FDI is already allowed. They already have control over their oil.

4. What does winning look like?
Iraq as a busy, noisy, squabbling civil democracy. Middle-class Iraqis sitting in Baghdad cafes, complaining about Iraqi politicians, rather than American ones.
Troops back home, getting well deserved time with their families.

Non answer again. The entire point of asking the questions is to make those who oppose the war actually have to think about answers, not just slogans.
All troops home? Those circumstances already exist in Iraq. They will probably always find a reason to complaina bout American politicians. No details, no real answer. If the present situation is failure, then what is success?

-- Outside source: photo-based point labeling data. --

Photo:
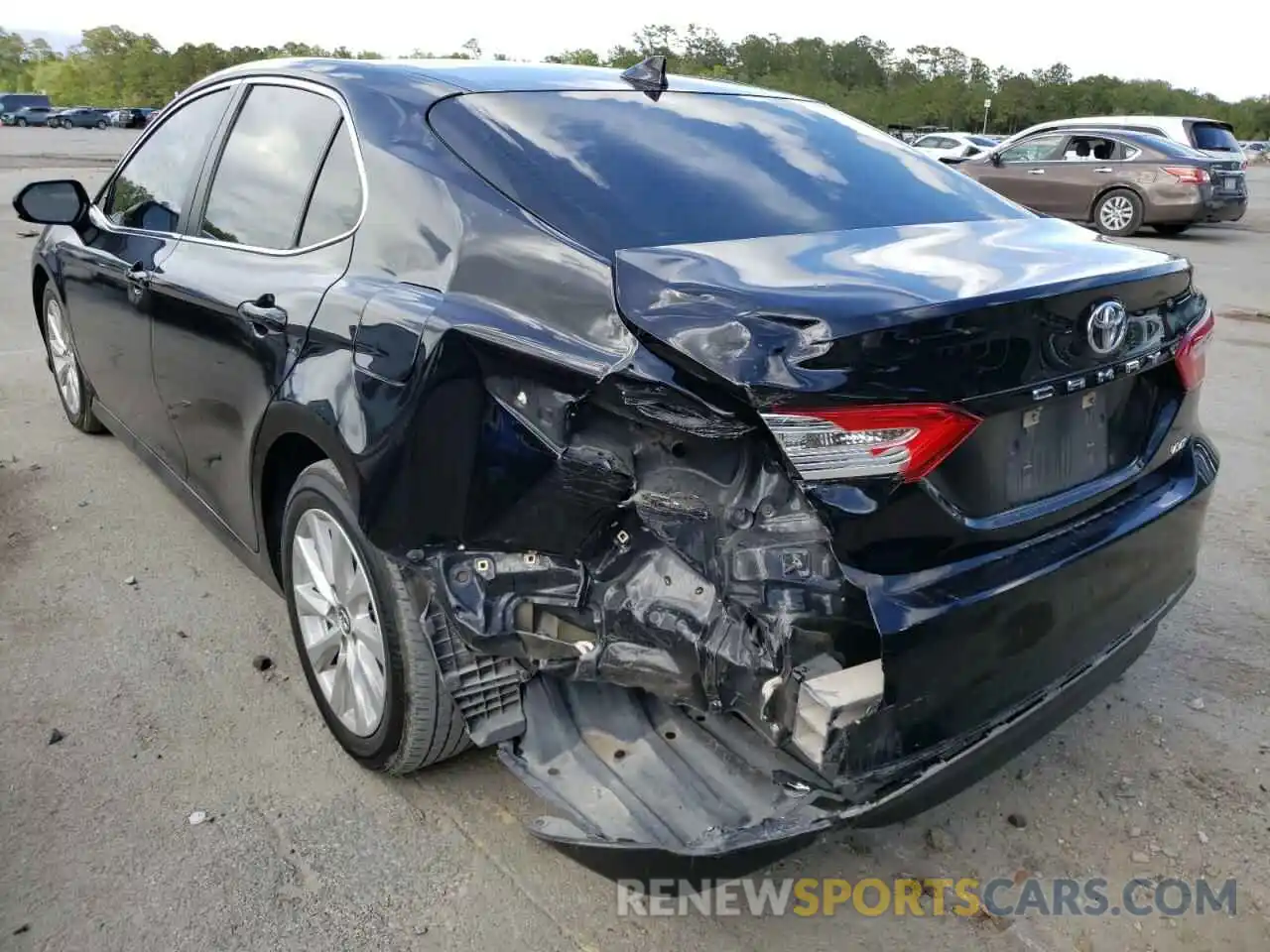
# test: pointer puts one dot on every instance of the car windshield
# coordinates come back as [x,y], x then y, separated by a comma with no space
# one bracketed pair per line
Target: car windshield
[1214,137]
[620,169]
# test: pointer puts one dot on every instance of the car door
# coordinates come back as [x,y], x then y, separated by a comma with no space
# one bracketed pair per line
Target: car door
[278,211]
[1089,164]
[1021,172]
[107,276]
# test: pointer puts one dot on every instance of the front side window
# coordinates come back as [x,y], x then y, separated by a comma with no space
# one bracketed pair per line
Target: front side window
[1033,150]
[268,167]
[1214,137]
[1089,149]
[151,189]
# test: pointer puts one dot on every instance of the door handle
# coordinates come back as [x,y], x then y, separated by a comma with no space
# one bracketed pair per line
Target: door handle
[263,313]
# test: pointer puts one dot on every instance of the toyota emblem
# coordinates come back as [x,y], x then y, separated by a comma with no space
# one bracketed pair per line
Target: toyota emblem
[1107,325]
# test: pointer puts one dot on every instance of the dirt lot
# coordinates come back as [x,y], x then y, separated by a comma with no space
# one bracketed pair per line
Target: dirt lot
[153,684]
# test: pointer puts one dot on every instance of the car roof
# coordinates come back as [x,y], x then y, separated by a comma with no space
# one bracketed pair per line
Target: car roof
[448,76]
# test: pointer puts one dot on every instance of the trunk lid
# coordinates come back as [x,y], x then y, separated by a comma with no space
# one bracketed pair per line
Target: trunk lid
[976,306]
[989,316]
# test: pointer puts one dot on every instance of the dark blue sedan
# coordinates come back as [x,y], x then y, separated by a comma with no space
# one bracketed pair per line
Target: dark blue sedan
[28,116]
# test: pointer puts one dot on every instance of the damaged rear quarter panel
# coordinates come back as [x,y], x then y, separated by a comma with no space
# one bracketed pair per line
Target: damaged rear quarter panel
[585,508]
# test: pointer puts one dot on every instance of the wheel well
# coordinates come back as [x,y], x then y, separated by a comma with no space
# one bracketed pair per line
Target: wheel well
[289,456]
[39,282]
[1118,188]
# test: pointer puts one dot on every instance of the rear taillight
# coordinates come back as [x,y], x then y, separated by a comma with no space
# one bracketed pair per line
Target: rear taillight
[1191,352]
[1187,175]
[901,439]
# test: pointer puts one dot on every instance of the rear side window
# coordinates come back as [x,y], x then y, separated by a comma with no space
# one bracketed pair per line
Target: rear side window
[617,169]
[336,200]
[1037,149]
[268,167]
[1213,137]
[151,188]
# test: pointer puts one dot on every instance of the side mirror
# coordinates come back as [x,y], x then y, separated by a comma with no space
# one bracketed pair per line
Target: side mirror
[54,202]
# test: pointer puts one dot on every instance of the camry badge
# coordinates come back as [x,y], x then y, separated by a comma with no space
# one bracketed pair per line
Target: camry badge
[1106,326]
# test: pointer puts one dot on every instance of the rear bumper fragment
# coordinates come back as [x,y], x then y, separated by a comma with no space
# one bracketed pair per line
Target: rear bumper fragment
[649,792]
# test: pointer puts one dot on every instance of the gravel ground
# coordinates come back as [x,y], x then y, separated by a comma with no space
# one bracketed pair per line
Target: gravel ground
[163,715]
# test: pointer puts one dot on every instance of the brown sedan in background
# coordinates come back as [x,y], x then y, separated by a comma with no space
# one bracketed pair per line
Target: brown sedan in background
[1119,180]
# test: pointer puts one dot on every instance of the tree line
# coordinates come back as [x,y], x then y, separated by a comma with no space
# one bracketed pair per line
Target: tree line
[866,77]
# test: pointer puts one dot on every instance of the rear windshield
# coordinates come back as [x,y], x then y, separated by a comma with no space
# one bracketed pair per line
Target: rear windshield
[1166,146]
[616,169]
[1214,137]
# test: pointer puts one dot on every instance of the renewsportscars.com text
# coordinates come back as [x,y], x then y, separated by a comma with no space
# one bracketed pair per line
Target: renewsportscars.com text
[966,896]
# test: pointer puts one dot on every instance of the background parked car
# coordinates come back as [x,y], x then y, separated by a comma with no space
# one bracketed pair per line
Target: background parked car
[953,145]
[1213,137]
[130,117]
[1119,180]
[79,117]
[27,116]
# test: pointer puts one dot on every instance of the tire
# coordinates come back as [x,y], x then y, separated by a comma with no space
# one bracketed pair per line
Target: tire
[73,391]
[1118,213]
[418,721]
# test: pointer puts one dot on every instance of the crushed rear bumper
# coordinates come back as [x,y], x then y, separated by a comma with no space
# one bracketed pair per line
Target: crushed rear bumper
[645,791]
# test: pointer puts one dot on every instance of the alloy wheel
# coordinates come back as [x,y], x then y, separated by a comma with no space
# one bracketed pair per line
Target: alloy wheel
[64,367]
[339,622]
[1115,213]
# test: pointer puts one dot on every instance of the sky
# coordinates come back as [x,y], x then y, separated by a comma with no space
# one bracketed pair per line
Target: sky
[1151,41]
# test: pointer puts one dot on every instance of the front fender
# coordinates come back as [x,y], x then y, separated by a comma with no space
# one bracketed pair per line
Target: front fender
[285,417]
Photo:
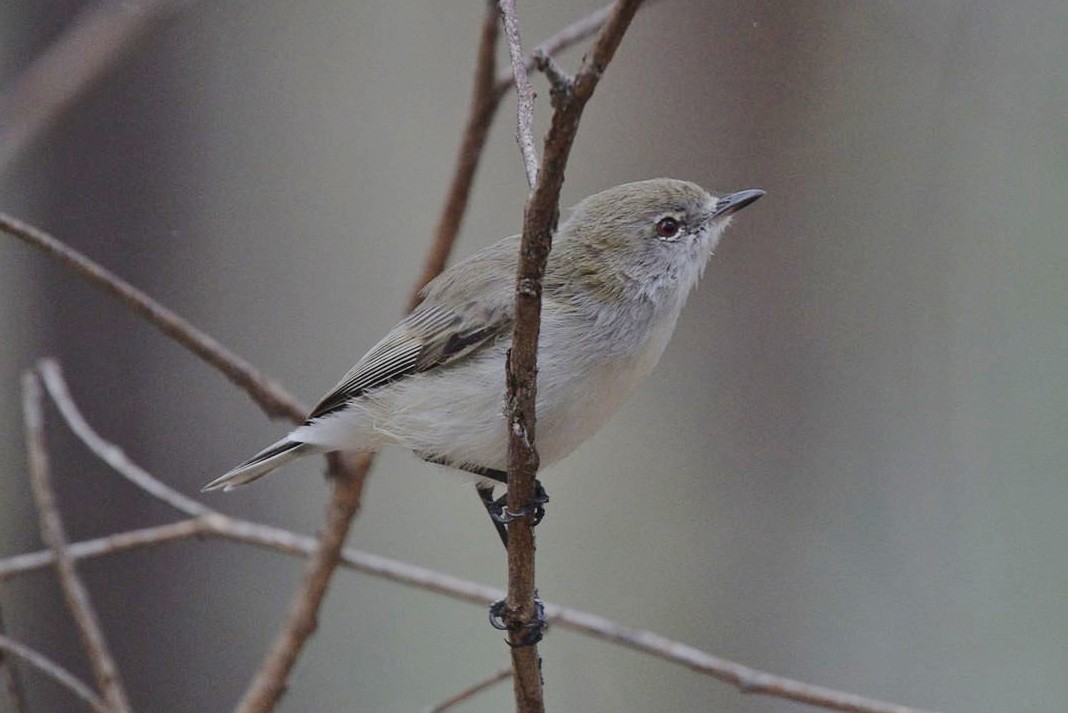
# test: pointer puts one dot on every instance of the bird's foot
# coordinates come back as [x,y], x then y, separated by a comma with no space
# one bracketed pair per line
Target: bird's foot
[532,631]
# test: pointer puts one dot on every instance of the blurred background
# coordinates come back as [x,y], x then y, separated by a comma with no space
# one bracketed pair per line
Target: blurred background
[848,469]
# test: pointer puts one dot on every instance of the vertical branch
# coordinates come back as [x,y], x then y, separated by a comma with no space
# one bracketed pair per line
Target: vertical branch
[524,105]
[52,533]
[539,221]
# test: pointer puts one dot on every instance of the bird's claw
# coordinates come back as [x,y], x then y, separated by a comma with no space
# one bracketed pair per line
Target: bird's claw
[534,629]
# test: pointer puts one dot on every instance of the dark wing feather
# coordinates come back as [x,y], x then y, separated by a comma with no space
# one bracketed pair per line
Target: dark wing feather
[480,296]
[427,338]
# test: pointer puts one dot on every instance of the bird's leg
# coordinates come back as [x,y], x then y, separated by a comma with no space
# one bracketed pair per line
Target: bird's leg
[500,516]
[493,509]
[498,510]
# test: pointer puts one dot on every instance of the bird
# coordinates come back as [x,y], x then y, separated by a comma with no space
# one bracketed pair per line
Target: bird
[618,274]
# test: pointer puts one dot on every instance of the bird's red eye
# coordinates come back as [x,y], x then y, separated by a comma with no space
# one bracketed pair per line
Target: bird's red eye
[668,227]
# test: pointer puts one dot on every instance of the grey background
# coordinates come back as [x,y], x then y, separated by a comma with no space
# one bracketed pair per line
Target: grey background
[848,468]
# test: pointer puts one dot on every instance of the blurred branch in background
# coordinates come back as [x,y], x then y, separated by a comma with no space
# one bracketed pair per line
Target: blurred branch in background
[93,44]
[208,523]
[485,101]
[11,648]
[471,692]
[12,682]
[52,533]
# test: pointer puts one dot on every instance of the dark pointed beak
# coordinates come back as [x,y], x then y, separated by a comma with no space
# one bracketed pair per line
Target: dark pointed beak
[735,202]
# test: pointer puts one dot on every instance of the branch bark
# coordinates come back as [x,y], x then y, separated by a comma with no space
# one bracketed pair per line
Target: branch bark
[524,104]
[272,678]
[539,221]
[221,526]
[52,532]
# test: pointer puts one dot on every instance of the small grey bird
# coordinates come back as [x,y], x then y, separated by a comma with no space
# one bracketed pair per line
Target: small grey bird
[619,271]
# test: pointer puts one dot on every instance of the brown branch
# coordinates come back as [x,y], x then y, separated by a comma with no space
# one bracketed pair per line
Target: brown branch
[52,533]
[273,676]
[109,453]
[524,104]
[539,221]
[471,692]
[275,400]
[55,671]
[485,100]
[91,46]
[221,526]
[574,33]
[12,682]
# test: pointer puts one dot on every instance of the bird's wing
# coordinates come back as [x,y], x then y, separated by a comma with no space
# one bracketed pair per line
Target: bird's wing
[466,309]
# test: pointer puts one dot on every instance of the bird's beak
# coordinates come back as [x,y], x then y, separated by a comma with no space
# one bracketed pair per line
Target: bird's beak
[735,202]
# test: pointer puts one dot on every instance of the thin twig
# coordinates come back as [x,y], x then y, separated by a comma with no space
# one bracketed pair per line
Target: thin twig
[487,94]
[55,671]
[52,533]
[109,453]
[574,33]
[209,523]
[471,692]
[272,678]
[275,400]
[12,681]
[485,99]
[221,526]
[93,43]
[524,104]
[539,221]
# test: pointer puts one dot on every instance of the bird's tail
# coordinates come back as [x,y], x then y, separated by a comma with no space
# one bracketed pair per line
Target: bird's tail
[265,461]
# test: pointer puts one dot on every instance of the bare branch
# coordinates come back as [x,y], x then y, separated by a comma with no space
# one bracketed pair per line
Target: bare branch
[55,671]
[217,525]
[134,539]
[570,35]
[485,100]
[12,681]
[272,678]
[539,221]
[93,44]
[109,453]
[524,105]
[471,692]
[273,399]
[52,533]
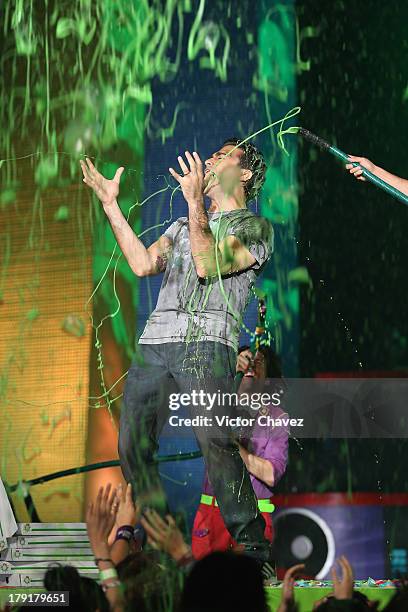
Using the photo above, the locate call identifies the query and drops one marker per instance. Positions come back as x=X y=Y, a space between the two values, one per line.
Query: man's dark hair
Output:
x=253 y=160
x=272 y=361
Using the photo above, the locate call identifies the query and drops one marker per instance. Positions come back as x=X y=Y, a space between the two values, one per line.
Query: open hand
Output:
x=128 y=513
x=100 y=518
x=192 y=179
x=164 y=535
x=357 y=170
x=105 y=190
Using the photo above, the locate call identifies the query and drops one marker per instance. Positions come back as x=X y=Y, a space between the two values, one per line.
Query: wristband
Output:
x=109 y=573
x=124 y=533
x=98 y=559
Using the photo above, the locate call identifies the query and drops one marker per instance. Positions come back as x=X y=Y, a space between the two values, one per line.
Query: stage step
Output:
x=36 y=546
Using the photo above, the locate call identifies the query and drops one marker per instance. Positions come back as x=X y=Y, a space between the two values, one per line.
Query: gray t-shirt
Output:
x=193 y=309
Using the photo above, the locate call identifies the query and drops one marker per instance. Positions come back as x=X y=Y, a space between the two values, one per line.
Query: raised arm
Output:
x=226 y=256
x=142 y=261
x=393 y=180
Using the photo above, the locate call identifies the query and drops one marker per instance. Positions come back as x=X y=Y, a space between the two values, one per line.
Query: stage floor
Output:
x=305 y=596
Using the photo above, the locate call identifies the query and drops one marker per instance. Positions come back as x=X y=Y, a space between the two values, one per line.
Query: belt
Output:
x=264 y=505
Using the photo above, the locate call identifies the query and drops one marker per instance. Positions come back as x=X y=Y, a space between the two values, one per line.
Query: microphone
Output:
x=325 y=146
x=259 y=332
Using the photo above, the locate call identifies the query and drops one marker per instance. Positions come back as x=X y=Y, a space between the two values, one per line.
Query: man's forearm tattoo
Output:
x=161 y=260
x=161 y=263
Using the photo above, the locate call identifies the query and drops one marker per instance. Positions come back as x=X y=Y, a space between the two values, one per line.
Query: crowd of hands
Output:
x=113 y=508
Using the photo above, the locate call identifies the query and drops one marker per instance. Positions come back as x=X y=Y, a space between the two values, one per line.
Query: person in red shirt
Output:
x=265 y=455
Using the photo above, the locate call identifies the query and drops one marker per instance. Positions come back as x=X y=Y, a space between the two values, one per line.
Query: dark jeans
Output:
x=209 y=366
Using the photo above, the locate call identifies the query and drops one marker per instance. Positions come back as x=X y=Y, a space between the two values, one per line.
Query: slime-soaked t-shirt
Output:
x=190 y=308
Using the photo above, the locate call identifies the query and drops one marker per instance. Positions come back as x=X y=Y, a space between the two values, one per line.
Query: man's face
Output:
x=223 y=169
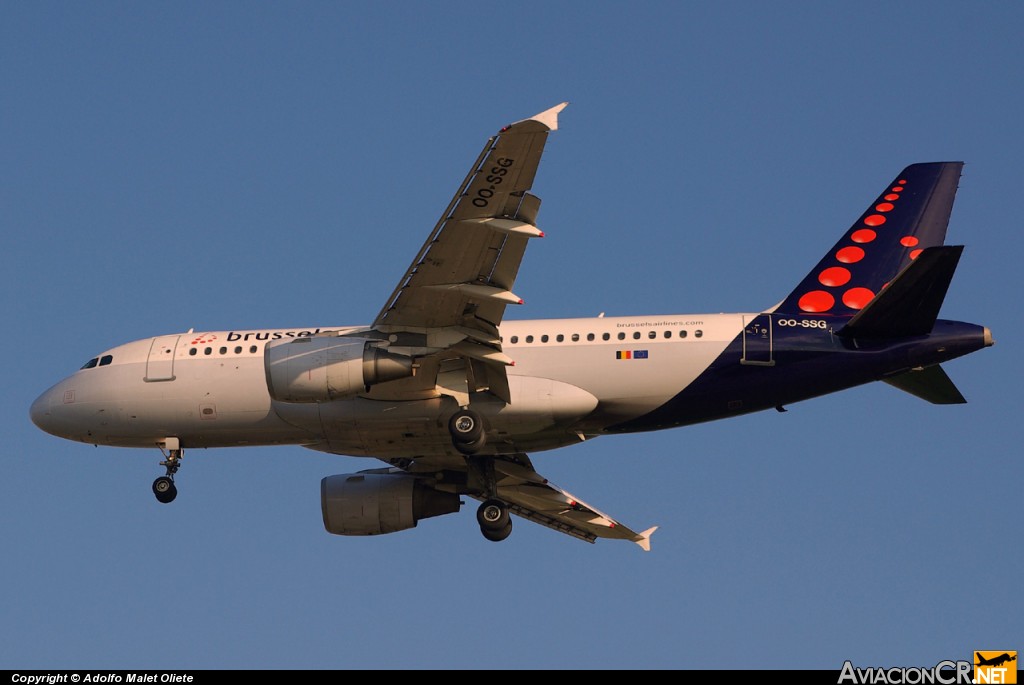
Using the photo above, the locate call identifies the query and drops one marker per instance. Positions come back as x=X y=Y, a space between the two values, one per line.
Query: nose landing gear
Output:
x=164 y=486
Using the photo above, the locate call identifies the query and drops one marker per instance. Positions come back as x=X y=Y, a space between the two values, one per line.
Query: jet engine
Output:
x=371 y=504
x=314 y=370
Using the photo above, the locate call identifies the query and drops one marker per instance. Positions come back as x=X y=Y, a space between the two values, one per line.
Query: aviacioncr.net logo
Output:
x=943 y=673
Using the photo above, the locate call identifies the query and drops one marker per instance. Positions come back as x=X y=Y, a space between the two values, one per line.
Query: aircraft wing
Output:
x=456 y=290
x=534 y=498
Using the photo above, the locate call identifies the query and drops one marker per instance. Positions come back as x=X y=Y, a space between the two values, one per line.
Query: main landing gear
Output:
x=495 y=520
x=164 y=486
x=466 y=427
x=493 y=515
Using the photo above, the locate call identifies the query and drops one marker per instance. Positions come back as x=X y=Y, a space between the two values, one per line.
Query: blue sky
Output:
x=232 y=165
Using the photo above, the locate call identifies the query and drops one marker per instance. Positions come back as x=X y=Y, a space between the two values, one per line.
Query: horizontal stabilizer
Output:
x=930 y=384
x=908 y=305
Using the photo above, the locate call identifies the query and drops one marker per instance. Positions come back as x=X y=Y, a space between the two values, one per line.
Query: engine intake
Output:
x=315 y=370
x=371 y=504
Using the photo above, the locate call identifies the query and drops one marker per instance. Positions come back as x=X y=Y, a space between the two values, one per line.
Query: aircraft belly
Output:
x=625 y=385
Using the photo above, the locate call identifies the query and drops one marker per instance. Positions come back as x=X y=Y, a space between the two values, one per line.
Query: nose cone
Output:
x=41 y=414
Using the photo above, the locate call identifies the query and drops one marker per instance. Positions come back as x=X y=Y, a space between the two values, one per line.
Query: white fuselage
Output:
x=571 y=379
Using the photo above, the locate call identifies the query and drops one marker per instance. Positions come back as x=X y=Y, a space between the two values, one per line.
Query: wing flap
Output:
x=536 y=499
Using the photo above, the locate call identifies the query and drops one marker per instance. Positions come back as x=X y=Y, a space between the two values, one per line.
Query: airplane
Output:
x=453 y=398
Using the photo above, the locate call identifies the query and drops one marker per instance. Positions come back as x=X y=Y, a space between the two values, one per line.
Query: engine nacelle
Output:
x=371 y=504
x=321 y=369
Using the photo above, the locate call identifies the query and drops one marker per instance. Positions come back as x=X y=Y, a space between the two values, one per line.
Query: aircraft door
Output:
x=758 y=341
x=160 y=365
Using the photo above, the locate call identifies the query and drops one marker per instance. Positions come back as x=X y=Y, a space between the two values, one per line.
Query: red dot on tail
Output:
x=835 y=275
x=857 y=298
x=816 y=300
x=850 y=255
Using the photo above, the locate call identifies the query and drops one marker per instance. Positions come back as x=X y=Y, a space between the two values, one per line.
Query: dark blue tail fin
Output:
x=909 y=215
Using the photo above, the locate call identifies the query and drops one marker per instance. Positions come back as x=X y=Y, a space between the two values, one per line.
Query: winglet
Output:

5. Did you support Kosovo? If so, explain how that is morally and legally different from Iraq?
Genocide: it's a big deal.
Similarly, I would support principled intervention in Darfur. There have been war crimes committed by the Baath regime in Iraq, but they are, frankly, at a different scale, which matters when we have only limited resources.
That all said: they same kinds of burdens apply in both cases. Clinton's approach to Kosovo would have benefitted from being more transnational rather than unilateral. (NATO is better than nothing, but still.) Also, note that we didn't have long-term designs on staying in the Balkan region.

There was no genocide in Iraq??? How many have to be killed in a genocide in order for it to reach the "scale" you feel is needed to qualify for American military action? We dont have long term designs on staying in Iraq. Yet, we are still in the Balkan region, so was that a failure?

6. Was Iraq a greater or lesser threat than Afghanistan before 9/11? After 9/11?
(Sidenote: we're already in some fallacy by assuming that there is some magical world-change before and after 9/11. In fact, the same trends in the world, and the same violent fundamentalists, were all around and building pre-911 and post-911. What changed then was our response, and some of the climate, but I think that for security's sake we need to be taking a longer view of these dangerous trends.)

I am not assuming anything magical happened after 9/11, i am asking for clarity.
For example. would the US have been wrong to attack afghanistan, if it knew of the 9/11 plans? we had evidence that Osama was involved in other terrorists attacks on America territory. Did they become some military threat after 9/11? Although his comment does show the idea that many anti-war people hold, that there is nothing really different after 9/11. That is like saying there was nothing different after Pearl Harbor except for America's response. There was already a war, we just joined in the battle. It is a way of minimizing any post 9/11 actions.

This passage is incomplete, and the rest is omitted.